The action would clear the door for an immediate transfer, which is anticipated to be in Pakistan's account before the end of business hours on August 31. The decision follows the conclusion of the USD 4 billion in bilateral finance from four friendly nations.

A letter of intent (LOI) was received early on Friday from the lender for the renewal of the programme under the staff level agreement (SLA) and memorandum of economic and fiscal policies (MEFP) inked last month, according to finance minister Miftah Ismail's statement to Dawn.

We are reviewing the LOI, would sign it, and submit it back to the IMF as soon as possible. We also anticipate the (executive) board meeting later this month for approval, he added.

According to sources, the executive board will meet on August 29 to discuss Pakistan's request for approval of the conclusion of the seventh and eighth reviews of the Extended Fund Facility (EFF), as well as an increase of USD 1 billion in the program's size to USD 7 billion and an extension of its duration to August 2023.

They added that the board meeting was called after Saudi Arabia, the United Arab Emirates, Qatar, and China informed the IMF that they had finalised plans to provide Pakistan with USD 4 billion in bilateral financing, which was the bailout package's final sticking point after all previous actions agreed upon under the SLA had been carried out.
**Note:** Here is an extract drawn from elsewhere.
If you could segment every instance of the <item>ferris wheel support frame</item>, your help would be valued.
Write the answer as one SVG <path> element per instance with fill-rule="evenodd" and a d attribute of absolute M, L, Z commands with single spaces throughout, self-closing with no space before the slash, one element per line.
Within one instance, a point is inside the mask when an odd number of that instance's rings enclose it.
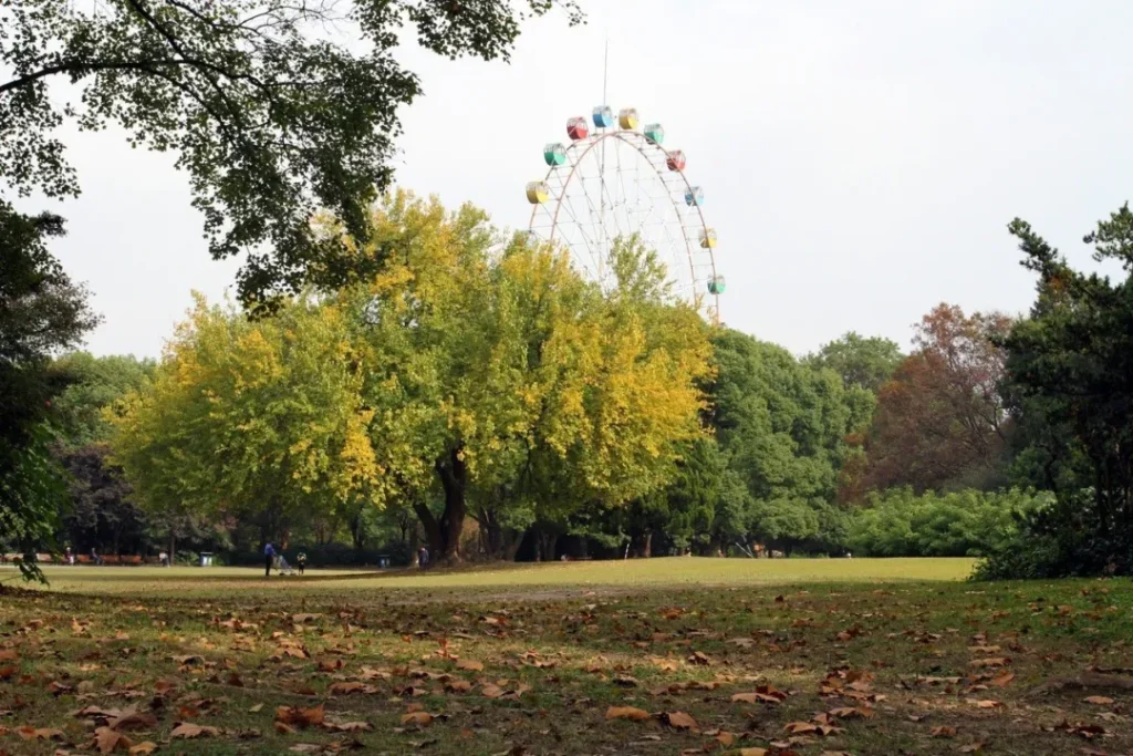
<path fill-rule="evenodd" d="M 566 194 L 566 187 L 570 186 L 571 179 L 574 178 L 574 171 L 582 163 L 582 160 L 587 156 L 587 154 L 591 150 L 594 150 L 594 147 L 596 147 L 598 144 L 605 144 L 606 139 L 612 139 L 612 138 L 621 139 L 622 143 L 628 144 L 629 146 L 631 146 L 633 150 L 636 150 L 638 153 L 641 154 L 641 156 L 645 159 L 645 161 L 649 164 L 649 168 L 651 168 L 654 170 L 654 172 L 657 175 L 657 178 L 661 179 L 662 184 L 665 184 L 665 175 L 661 171 L 661 169 L 657 168 L 657 165 L 654 164 L 653 160 L 649 159 L 648 153 L 646 153 L 646 151 L 642 148 L 642 146 L 640 144 L 637 144 L 634 141 L 629 139 L 629 138 L 625 137 L 627 134 L 632 134 L 632 135 L 634 135 L 637 137 L 640 137 L 641 141 L 646 142 L 647 144 L 654 145 L 657 150 L 661 150 L 662 152 L 665 152 L 666 155 L 667 155 L 667 151 L 664 147 L 662 147 L 659 144 L 657 144 L 656 142 L 654 142 L 649 137 L 645 136 L 644 134 L 639 134 L 637 130 L 633 130 L 633 129 L 611 129 L 611 130 L 602 129 L 600 131 L 597 131 L 597 133 L 595 133 L 595 134 L 593 134 L 590 136 L 587 136 L 587 137 L 585 137 L 582 139 L 572 139 L 571 143 L 570 143 L 570 145 L 568 145 L 565 147 L 565 150 L 564 150 L 566 159 L 570 161 L 570 171 L 566 173 L 566 178 L 562 182 L 562 189 L 559 192 L 559 195 L 554 197 L 555 212 L 554 212 L 554 214 L 552 215 L 552 219 L 551 219 L 551 232 L 550 232 L 550 237 L 547 239 L 550 243 L 553 244 L 554 240 L 555 240 L 555 231 L 559 229 L 559 212 L 560 212 L 560 210 L 562 210 L 563 197 Z M 571 156 L 572 156 L 571 155 L 571 151 L 573 151 L 579 145 L 582 145 L 583 143 L 586 145 L 585 148 L 581 152 L 577 153 L 577 159 L 576 160 L 571 160 Z M 559 167 L 559 165 L 552 165 L 551 168 L 548 168 L 547 169 L 547 173 L 544 177 L 544 181 L 546 181 L 552 176 L 554 176 L 555 175 L 555 170 L 557 168 L 561 168 L 561 167 Z M 602 167 L 602 172 L 603 172 L 603 180 L 605 180 L 605 165 Z M 670 171 L 670 172 L 678 173 L 681 177 L 681 181 L 684 184 L 685 190 L 689 192 L 690 194 L 692 193 L 692 185 L 689 184 L 689 179 L 684 175 L 684 170 L 683 169 L 675 170 L 675 171 Z M 586 189 L 583 188 L 582 192 L 585 194 Z M 589 195 L 587 195 L 587 196 L 589 196 Z M 599 197 L 599 202 L 603 204 L 603 206 L 605 206 L 605 198 L 604 197 Z M 674 209 L 675 209 L 676 207 L 676 201 L 675 199 L 673 199 L 673 205 L 674 205 Z M 535 205 L 534 207 L 531 207 L 531 218 L 528 221 L 528 228 L 529 229 L 535 227 L 535 219 L 538 215 L 540 206 L 542 205 Z M 696 207 L 696 210 L 697 210 L 697 218 L 700 219 L 700 228 L 707 233 L 708 232 L 708 223 L 705 221 L 704 209 L 700 206 L 699 202 L 693 203 L 692 206 Z M 692 249 L 692 241 L 689 239 L 688 232 L 684 231 L 683 223 L 682 223 L 682 233 L 681 235 L 684 237 L 685 252 L 687 252 L 688 258 L 689 258 L 689 275 L 690 275 L 692 282 L 696 283 L 696 280 L 697 280 L 696 266 L 692 263 L 692 255 L 695 254 L 695 252 Z M 709 258 L 710 265 L 712 265 L 713 280 L 715 280 L 716 279 L 716 255 L 712 252 L 712 248 L 708 248 L 708 258 Z M 713 294 L 712 291 L 708 291 L 707 294 L 710 295 L 712 298 L 713 298 L 713 313 L 712 313 L 713 321 L 716 322 L 716 323 L 718 323 L 719 322 L 719 295 L 718 294 Z"/>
The IMF board's approval was anticipated to stop Pakistan's currency reserves from steadily declining, strengthen the rupee, and stabilize the balance of payments.

By raising the petroleum development levy on oil products on July 31, the IMF made it known that Pakistan had finished all of the prerequisite steps for the revival of its programme. However, the IMF executive board conditionally approved the disbursement of USD 1.18 billion funds pending confirmation of USD 4 billion in additional inflows from the four friendly nations.

The finance minister had earlier claimed to have lined up USD 8.5 billion-USD 10 billion inflows from friendly countries against a financing gap of USD 4 billion estimated by the IMF, but at the same time blamed political turmoil in the country for steep currency depreciation and a bullish stock market.

The much-anticipated staff-level agreement between the IMF and Pakistan on a nine-month extension in the tenor and a USD 1 billion increase in the rescue package's size to USD 7 billion, including an upfront distribution of roughly USD 1.18 billion, was announced on July 13.

But the IMF executive board's approval was contingent on the government completing a number of prerequisite tasks over the previous two weeks.